Getting Lost and Eating Grapefruit


Yesterday I tried to go to church. I rang up a guy who's a friend of a friend and stumbled through the conversation until I got the times of the services and the road of the building, then I spent ages looking it up on various map-applications until it was finally time to head off. Except I got very lost and found myself cycling around in the sticks just outside of Parma. Thankfully the weather was warm and spring-like, so if I hadn't been rushing about trying to get to church, I might have actually enjoyed the cycle. It turns out that the church building is on the exact same road as the theatre I'm working at and I definitely didn't hear the guy on the phone properly because the morning meeting had been cancelled and replaced by an afternoon celebration at 17:00. It was pretty disheartening, because I've been craving fellowship for over a month now, but I hopped back on my bike and decided to find God in the beauty of the morning.
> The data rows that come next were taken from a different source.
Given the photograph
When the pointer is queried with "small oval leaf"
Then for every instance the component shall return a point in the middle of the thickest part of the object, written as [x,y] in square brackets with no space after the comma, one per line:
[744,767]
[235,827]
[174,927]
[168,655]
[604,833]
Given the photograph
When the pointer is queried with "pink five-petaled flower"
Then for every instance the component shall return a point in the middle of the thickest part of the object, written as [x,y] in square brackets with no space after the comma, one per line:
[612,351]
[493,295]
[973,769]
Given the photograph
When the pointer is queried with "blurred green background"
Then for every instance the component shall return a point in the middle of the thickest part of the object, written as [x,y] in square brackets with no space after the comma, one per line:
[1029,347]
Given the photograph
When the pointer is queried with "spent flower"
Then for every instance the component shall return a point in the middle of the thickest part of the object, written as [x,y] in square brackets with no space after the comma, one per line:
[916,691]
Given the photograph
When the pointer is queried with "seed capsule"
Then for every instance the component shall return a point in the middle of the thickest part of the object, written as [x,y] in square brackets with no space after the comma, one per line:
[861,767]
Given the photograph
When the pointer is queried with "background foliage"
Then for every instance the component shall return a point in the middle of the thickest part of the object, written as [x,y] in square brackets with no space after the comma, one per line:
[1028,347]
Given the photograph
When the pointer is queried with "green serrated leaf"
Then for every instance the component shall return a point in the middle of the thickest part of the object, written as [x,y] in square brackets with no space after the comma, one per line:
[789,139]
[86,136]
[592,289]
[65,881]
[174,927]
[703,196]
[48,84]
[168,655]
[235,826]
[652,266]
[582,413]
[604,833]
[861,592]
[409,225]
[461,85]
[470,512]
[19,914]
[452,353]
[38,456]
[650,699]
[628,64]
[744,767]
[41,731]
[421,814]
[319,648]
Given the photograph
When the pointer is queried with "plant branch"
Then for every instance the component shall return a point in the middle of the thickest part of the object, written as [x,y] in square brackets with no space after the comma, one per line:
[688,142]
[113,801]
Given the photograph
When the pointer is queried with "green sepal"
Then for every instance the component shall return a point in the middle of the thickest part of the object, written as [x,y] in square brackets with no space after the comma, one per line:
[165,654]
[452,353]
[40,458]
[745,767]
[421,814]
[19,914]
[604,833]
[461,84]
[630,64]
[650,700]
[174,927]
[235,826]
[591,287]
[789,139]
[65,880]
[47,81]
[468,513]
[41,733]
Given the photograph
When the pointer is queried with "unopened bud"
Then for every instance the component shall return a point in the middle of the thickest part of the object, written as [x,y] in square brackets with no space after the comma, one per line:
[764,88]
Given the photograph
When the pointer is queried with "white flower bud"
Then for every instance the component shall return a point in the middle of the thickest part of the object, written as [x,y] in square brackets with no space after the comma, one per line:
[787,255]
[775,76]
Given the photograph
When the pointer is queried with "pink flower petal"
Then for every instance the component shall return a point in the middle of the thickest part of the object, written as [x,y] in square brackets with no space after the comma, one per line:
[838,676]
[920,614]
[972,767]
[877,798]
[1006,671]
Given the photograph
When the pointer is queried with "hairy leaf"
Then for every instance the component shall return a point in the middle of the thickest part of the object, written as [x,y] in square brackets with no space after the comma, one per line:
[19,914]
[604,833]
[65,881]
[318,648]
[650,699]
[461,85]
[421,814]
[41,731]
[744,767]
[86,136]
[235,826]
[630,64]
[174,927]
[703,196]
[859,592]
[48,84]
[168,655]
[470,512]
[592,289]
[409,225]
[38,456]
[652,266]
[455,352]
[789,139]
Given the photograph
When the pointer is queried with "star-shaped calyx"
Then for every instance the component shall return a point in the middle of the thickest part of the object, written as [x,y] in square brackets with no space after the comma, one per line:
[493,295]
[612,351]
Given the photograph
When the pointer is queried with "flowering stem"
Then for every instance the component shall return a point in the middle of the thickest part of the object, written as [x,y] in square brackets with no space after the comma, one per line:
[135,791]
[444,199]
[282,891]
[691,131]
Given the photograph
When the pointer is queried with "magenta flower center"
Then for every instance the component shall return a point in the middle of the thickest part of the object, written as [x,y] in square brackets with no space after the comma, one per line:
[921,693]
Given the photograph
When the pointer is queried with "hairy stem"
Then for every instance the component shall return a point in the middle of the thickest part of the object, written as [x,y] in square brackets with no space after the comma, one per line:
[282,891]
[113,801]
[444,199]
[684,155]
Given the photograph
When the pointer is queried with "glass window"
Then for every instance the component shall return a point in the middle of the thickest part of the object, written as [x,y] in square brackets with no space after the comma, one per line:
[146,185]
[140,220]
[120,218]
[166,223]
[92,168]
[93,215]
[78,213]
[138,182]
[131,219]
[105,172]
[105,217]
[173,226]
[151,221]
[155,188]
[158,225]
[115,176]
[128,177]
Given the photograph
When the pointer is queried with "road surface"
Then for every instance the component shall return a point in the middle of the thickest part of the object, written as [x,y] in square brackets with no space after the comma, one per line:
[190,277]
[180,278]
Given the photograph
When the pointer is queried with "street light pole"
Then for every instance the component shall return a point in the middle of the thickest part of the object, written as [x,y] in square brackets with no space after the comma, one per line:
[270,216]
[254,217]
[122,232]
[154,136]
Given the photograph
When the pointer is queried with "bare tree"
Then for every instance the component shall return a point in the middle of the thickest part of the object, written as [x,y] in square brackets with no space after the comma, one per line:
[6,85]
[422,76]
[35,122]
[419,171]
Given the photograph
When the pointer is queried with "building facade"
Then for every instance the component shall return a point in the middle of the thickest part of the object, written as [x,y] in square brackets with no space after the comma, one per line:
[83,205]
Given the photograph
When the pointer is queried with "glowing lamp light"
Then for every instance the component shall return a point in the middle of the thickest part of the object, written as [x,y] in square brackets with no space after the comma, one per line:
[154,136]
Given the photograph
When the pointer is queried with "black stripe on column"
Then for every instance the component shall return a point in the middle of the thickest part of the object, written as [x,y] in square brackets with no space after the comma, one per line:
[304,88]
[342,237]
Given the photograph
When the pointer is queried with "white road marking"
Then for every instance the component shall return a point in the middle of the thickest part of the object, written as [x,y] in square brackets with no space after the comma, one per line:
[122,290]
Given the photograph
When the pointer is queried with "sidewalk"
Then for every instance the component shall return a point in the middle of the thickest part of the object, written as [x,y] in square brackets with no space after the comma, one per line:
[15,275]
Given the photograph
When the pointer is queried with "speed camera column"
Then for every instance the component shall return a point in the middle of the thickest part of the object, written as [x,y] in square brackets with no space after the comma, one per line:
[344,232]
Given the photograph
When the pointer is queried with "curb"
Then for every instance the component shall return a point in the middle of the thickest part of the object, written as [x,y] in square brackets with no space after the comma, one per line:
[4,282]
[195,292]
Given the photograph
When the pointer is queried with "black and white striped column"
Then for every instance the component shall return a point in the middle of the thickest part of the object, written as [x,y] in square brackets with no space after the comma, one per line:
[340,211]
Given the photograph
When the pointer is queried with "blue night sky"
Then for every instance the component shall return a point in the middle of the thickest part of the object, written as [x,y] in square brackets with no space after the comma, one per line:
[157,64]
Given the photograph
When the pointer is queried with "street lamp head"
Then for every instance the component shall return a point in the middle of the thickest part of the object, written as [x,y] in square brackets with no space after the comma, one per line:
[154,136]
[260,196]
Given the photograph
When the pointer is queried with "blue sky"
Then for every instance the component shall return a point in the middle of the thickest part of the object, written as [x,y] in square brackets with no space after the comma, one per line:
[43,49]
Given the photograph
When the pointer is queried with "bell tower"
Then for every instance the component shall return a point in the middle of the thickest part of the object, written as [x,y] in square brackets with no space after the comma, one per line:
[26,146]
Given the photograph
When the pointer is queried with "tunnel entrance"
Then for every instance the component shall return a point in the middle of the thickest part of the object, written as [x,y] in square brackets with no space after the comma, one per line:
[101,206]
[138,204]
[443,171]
I captured a thousand photographs in my mind, photographs that were completely sensual, photographs that evoked smells and touches entwined with a releasing spirit and a glorious freedom. I promise you that not one physical photograph could have captured the beauty that I saw and felt. It's moments like these when I realise how much this year abroad is changing me. The old me would have felt so frustrated and not being able to find a church, frustrated at her plans being changed at such a short notice and she would have carried that frustration around with her for days and days until it rotted all her joy away. The new me had an itchy-inside feeling for about five minutes before deciding to relax and find what I was looking for elsewhere, she even bought a grapefruit and sat eating it on a grey, housing estate by the supermarket. She then cycled home, hands sticky with red grapefruit juice, heart full of the wonder of God's creation and mind peaceful at the fact that my faith is not confined to a building or a church service, but to a lifestyle and a global community I call my family.